Le parcours de cet Allemand de la noblesse silésienne, page à la cour de Saxe, profondément catholique (un élément qui revient à plusieurs reprises dans le récit), est des plus intéressants car la carrière de Dietrich von Choltitz est plutôt riche en événements et en affectations des plus variées.
Comme il se doit, ces mémoires sont l’occasion pour l’intéressé de se dédouaner de toute connivence avec les crimes du nazisme et de présenter -presque ad nauseam– la Wehrmacht comme une armée apolitique, correcte et des plus efficaces. On le sait maintenant, tout ceci n’est qu’un mythe… L’auteur se garde bien d’évoquer le fameux serment prêté à Hitler dans la partie qu’il consacre à l’avant-guerre, n’abordant le sujet qu’en fin d’ouvrage, dans un passage où il explique pourquoi on ne peut reprocher à des officiers allemands de ne pas s’être opposés à Hitler…

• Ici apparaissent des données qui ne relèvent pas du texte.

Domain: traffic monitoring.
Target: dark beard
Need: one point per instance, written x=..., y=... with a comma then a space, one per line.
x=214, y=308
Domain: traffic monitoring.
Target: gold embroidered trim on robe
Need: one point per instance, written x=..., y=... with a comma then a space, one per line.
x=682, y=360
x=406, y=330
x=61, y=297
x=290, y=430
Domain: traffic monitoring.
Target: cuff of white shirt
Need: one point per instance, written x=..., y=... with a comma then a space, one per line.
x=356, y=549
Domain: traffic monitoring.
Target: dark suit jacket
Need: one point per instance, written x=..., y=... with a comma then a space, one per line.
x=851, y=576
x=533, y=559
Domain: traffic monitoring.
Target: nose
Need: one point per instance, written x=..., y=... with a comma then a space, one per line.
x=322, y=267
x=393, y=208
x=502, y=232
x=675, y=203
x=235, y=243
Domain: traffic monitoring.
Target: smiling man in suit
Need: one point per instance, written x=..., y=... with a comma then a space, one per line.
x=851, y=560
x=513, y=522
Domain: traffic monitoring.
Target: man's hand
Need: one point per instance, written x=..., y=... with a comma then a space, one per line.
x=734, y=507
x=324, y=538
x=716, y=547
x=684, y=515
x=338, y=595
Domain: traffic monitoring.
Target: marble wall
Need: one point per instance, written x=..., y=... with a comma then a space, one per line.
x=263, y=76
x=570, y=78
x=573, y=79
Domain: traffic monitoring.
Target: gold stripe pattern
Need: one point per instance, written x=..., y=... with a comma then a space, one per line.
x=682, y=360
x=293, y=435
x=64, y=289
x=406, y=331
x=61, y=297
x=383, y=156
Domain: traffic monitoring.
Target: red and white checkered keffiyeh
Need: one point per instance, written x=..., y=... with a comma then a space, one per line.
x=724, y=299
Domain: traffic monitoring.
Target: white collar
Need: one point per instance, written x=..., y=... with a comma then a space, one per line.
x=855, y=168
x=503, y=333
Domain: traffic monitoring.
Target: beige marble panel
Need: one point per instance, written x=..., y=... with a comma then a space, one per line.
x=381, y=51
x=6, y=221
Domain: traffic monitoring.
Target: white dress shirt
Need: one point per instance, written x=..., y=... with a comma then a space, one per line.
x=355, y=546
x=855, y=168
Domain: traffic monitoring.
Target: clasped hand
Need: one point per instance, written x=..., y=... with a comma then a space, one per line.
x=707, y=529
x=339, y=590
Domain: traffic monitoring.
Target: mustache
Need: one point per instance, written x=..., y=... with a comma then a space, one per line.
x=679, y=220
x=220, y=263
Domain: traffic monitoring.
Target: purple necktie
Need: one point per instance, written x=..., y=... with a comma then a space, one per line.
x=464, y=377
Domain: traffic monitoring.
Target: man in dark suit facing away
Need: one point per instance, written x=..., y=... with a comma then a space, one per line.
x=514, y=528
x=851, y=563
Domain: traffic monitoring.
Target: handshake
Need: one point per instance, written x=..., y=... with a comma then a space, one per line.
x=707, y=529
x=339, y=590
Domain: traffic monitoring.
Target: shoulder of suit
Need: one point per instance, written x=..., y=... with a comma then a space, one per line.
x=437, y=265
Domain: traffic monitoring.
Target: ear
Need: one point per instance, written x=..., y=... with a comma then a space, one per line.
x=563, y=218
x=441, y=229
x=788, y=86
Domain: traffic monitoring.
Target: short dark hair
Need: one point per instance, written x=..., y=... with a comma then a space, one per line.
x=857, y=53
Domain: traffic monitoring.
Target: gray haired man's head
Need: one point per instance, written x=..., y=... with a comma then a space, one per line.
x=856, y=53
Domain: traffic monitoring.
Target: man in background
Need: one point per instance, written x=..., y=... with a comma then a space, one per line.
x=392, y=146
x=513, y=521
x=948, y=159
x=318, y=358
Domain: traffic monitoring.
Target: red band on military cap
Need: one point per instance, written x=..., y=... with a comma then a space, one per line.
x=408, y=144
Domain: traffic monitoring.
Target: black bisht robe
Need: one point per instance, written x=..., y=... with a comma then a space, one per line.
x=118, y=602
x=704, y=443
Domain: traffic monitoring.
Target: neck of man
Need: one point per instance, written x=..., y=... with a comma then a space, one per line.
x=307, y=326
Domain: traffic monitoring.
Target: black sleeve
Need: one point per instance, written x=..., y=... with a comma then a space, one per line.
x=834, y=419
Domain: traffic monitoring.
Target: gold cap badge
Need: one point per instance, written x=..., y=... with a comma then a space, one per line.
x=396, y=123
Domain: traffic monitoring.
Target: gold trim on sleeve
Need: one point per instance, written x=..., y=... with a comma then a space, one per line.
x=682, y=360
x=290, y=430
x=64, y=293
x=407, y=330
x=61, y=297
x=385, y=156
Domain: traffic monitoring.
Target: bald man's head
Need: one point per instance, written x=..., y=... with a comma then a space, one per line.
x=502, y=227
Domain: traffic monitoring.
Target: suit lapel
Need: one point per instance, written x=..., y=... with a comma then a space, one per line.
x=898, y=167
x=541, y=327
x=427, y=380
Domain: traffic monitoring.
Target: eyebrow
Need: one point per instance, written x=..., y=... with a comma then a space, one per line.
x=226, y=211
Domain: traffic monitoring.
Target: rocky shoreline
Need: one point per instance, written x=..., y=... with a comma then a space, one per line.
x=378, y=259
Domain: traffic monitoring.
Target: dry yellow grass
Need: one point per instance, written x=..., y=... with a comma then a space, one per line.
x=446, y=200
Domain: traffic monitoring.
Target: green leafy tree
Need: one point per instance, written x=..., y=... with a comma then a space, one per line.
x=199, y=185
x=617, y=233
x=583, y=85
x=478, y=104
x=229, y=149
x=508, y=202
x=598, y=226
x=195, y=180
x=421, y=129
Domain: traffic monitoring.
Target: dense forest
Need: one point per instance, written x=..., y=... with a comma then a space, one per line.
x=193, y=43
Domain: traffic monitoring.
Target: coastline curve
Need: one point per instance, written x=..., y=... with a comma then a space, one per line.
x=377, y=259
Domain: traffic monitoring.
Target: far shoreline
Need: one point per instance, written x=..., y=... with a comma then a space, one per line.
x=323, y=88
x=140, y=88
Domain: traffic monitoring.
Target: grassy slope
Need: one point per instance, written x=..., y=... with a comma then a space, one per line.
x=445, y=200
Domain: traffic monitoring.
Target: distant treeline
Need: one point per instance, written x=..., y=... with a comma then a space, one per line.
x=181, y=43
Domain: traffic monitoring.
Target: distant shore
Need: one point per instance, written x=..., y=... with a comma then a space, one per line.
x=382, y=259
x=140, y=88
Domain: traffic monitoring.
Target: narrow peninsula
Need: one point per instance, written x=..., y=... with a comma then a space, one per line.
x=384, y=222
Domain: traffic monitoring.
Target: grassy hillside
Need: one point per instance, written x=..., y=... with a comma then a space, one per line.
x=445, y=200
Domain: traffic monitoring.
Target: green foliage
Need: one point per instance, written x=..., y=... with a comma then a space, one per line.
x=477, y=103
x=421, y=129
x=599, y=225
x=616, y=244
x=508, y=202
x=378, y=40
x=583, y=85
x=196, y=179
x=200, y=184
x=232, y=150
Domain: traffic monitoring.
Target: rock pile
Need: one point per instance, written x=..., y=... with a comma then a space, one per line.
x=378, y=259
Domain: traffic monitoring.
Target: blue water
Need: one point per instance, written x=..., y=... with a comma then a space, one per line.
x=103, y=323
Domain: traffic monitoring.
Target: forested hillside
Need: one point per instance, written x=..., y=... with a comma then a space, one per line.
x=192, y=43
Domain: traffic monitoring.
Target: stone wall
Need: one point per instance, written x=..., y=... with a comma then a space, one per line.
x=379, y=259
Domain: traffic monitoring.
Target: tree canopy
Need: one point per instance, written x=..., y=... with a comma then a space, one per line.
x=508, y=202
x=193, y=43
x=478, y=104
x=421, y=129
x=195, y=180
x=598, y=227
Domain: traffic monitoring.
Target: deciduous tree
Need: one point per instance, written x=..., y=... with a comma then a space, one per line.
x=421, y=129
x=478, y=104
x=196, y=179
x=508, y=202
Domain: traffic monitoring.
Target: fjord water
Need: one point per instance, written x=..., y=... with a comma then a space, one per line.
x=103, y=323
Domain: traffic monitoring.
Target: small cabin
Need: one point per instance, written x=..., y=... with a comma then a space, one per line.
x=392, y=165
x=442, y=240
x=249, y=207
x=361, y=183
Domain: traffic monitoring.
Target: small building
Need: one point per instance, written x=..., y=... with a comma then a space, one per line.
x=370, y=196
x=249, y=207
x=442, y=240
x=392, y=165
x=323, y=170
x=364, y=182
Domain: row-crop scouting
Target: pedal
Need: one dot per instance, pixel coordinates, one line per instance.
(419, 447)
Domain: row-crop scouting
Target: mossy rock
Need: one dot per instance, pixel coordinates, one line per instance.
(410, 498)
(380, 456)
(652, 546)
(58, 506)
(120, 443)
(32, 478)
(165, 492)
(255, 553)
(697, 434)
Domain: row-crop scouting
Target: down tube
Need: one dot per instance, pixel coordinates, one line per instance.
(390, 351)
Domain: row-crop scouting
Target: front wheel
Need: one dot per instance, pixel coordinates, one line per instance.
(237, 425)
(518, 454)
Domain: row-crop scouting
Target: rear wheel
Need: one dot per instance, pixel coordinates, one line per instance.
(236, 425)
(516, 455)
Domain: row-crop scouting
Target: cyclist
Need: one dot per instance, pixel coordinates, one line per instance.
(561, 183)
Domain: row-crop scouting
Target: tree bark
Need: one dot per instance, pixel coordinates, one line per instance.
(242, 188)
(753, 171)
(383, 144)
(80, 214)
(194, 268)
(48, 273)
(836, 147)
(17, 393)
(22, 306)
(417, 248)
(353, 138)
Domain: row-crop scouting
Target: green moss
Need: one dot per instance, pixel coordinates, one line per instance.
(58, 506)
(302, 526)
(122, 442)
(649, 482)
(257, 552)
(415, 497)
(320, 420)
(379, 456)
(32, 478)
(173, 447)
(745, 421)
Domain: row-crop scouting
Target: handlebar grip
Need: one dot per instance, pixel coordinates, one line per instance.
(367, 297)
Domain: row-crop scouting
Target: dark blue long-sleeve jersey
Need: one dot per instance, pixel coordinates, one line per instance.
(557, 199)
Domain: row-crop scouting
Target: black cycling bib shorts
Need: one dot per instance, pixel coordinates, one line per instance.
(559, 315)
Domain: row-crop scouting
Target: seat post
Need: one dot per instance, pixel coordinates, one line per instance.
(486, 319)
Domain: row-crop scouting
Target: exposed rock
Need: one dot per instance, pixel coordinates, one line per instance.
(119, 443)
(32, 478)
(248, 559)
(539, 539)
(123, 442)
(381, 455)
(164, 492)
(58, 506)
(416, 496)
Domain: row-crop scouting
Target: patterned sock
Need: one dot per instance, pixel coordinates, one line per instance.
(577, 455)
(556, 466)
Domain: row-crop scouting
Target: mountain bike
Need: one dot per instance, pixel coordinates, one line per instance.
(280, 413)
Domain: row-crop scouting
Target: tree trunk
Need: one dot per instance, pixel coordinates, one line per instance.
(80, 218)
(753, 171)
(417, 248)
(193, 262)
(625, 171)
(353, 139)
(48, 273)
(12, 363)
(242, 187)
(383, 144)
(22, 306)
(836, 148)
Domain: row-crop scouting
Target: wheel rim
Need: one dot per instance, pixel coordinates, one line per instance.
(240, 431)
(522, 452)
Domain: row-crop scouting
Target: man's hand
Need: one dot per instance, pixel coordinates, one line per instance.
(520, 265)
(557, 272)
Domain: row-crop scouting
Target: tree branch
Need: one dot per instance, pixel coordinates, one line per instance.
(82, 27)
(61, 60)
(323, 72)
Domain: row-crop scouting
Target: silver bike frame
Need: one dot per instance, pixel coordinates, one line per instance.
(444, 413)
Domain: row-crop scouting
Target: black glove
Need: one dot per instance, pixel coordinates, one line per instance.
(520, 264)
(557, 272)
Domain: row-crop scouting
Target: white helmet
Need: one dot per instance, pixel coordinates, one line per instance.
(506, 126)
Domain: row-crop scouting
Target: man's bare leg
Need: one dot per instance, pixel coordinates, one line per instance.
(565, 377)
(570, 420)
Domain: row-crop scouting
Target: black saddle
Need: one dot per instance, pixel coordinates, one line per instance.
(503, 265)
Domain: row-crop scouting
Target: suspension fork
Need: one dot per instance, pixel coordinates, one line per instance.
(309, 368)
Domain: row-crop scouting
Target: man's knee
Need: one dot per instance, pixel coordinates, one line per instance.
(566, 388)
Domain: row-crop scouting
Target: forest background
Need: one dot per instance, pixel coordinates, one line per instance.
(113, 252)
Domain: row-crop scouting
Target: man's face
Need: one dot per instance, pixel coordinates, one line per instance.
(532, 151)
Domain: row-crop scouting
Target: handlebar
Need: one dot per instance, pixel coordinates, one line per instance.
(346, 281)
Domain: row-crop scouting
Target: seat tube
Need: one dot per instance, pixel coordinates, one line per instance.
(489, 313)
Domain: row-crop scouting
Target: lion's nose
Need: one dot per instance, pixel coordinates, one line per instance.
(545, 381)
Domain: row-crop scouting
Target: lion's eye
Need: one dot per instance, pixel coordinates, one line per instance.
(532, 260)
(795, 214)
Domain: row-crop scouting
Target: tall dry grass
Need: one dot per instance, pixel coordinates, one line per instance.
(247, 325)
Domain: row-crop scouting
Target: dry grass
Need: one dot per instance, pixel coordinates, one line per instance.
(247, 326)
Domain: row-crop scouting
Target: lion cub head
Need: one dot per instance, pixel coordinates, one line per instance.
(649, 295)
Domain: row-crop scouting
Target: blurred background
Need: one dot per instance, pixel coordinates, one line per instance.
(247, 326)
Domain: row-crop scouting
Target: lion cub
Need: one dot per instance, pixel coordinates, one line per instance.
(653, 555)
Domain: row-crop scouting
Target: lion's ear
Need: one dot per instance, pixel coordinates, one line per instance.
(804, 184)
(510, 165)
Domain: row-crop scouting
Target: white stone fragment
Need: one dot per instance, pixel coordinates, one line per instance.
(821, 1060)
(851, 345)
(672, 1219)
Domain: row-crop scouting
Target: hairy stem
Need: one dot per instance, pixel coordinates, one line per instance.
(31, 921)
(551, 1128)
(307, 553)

La majeure partie du texte est consacrée à la Seconde Guerre mondiale. L’un des premiers intérêts du livre est le ton assez vivant du récit de Choltitz, d’autant que celui-ci insiste à de nombreuses reprises sur le vécu du troupier et les conditions de vie au front. La lecture est donc agréable. On perçoit la rancoeur habituelle du soldat du front à l’égard des « planqués » de l’arrière. Il reste que certaines de ses affirmations laissent dubitatifs, notamment lorsqu’il est question de respect et de bonne entente avec les Russes…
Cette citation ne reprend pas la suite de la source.